High rates of life insurance policy lapses and “churning” are largely the fault of product manufacturers, not financial planners, says the head of a large non-aligned dealer group.
“The definition of a lapse is still unclear. And the more we’ve looked at this over the last six to 12 months, the more you can see that the issue is driven by the product manufacturers themselves, not the advisers,” says John de Zwart, managing director, Centrepoint Alliance.
His comments come just a week after the federal government issued its response to the Life Insurance Framework via a statement from Assistant Treasurer Kelly O’Dwyer.
The Trowbridge effort
De Zwart was part of the industry’s first recent attempt to respond to the regulator’s concerns about high rates of poor life insurance advice, the Life Insurance and Advice Working Group, chaired by John Trowbridge.
He says a lack of certainty around life insurance prices is, in many cases, the reason some policyholders and their advisers switch to different product providers within the first few years of a policy being put in force.
This is something he says was quite clearly evident in a number of submissions the Trowbridge inquiry received.
In one case, a client’s life insurance premium increased by 20 per cent, prompting them to approach a broker for a new quote.
“They came back with a 30 per cent reduction on his new life insurance premiums. Both were with the same product manufacturer, and the same policy type.
The pricing problem
“The issue is that product manufacturers are pricing new business at one rate, and then repricing it in two to three years,” de Zwart says.

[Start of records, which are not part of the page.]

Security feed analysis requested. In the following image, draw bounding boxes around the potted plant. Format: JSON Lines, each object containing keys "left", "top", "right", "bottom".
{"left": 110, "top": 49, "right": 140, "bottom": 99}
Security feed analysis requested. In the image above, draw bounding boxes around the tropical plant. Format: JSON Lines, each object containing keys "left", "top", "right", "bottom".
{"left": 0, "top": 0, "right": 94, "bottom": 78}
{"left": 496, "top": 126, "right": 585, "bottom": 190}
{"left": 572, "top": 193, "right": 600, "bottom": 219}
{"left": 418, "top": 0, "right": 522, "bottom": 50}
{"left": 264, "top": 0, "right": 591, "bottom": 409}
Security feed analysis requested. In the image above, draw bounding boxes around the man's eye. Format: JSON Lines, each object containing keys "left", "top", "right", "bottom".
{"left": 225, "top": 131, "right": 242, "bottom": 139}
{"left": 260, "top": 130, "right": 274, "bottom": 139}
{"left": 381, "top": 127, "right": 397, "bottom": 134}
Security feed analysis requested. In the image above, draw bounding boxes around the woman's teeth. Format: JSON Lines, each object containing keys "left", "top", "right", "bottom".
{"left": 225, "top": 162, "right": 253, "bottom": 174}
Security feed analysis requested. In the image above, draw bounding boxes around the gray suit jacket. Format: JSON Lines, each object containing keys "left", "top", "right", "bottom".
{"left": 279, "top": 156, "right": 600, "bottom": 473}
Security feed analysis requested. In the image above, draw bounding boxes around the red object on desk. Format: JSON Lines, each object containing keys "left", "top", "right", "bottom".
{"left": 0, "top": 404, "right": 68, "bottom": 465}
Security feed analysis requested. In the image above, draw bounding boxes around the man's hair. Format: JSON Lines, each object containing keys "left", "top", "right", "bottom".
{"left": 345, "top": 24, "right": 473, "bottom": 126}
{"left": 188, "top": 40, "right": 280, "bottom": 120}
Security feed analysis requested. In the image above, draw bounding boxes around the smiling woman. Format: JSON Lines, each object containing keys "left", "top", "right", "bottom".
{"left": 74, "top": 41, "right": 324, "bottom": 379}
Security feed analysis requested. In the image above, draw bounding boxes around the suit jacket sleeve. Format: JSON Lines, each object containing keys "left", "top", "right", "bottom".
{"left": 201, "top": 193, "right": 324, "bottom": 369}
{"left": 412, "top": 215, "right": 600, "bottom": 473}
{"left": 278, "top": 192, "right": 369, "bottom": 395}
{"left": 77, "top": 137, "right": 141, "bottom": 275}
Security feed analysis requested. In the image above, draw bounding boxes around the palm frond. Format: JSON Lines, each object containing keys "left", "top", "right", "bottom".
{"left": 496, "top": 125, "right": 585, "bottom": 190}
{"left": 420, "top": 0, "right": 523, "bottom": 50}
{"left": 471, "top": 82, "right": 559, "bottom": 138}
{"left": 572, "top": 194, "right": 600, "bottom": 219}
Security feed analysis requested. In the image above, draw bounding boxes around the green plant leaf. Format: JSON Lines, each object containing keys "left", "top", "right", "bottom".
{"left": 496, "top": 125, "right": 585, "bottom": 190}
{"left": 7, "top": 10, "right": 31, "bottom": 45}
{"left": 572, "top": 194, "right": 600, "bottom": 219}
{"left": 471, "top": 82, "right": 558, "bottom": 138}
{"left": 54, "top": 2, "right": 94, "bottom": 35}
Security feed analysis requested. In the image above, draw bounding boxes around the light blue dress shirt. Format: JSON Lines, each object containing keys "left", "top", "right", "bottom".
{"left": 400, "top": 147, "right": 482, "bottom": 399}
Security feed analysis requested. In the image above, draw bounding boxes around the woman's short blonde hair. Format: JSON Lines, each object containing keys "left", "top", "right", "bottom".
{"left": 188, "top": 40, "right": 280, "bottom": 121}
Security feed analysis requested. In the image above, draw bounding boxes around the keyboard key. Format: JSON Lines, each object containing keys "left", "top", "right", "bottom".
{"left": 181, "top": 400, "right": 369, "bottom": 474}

He concedes there is “a certain logic to it – if a life insurer has a tranche of clients it takes this year, then over the next two to five years, the better lives [insured] will seep out to cheaper products.
“The poor quality that lies in that book will remain there, so in five years’ time, the claims experience on that book will be different to a book that has only been in place for one year,” de Zwart says.
To help address this problem, on Tuesday this week, Asteron announced it would hold off on premium increases inside the two-year responsibility period.
De Zwart believes it is likely other insurers will follow this lead.
“I think it’s heading in the right direction. We are moving towards more of a professional, less replacement type of business across the industry.
“I think there’s been a bit of an awakening among the product manufacturers that the model needs to change … I think you’re going to see simpler products, or simpler underwriting.”
However, he also suggests the viability of risk-only advisers will decline over time.
“More life insurance is going to be written in hybrid businesses. Whether you will have pure life insurance specialists any more … I suspect it’s going to be a combination of investments, mortgage broking and insurance done in-house – which is a more robust business model.”